Nicolas Richoux

Nicolas Richoux a soutenu une thèse intitulée :
Recherches sur la poliorcétique sous le Haut Empire, d’Auguste à Sévère Alexandre (31 avant J-C - 235 après J-C),
le 27 mai 2016, sous la direction de Michèle Michèle Coltelloni-Trannoy.

Résumé

La poliorcétique romaine connut apogée et suprématie sous le Haut Empire, dans un monde antique urbanisé où les guerres ne cessèrent jamais. Elle est bien davantage que le simple art de faire le siège d’une ville ou d’une place forte. Elle comprend tous les modes d’action, violents ou non. La guerre de siège et la défense en font également partie. Pragmatique, le général romain cherchait la conquête au moindre coût et n’utilisait la violence qu’en dernier lieu. L’assaut dans la foulée, très pratiqué, était d’une efficacité redoutable. Il évitait les désagréments d’un siège incertain, techniquement complexe, demandant une logistique considérable, dévoreur d’hommes, de temps et d’argent.
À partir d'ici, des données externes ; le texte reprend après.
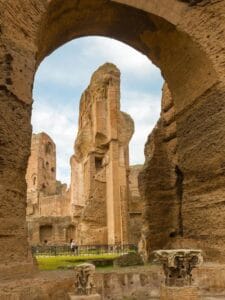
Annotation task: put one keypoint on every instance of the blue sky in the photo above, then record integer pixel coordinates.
(65, 74)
Pour toutes ces raisons, le siège en règle était finalement assez peu fréquent. Une fois entrepris, il pouvait requérir, mais sans doute moins souvent qu’on ne le pense, des travaux lourds et complexes, exigeant de l’armée une division du travail poussée. Au combat, la complémentarité et l’efficacité du couple légion/auxiliaires n’a pas été assez soulignée, de même que l’importance du combat interarmes, incluant l’utilisation systématique des appuis, artillerie, archers et parfois frondeurs. L’assaut final semble avoir été assez rare et les dénouements alternatifs fréquents. Le traitement des vaincus dépendait de leur opiniâtreté. Sans pitié pour ceux qui leur résistaient, les Romains étaient assez pragmatiques pour les autres, en fonction des buts recherchés. Enfin, la prise d’une ville, était génératrice de richesses. Elle renforçait la légitimité impériale et le butin, matériel et humain, était un complément non négligeable pour le chef et le soldat.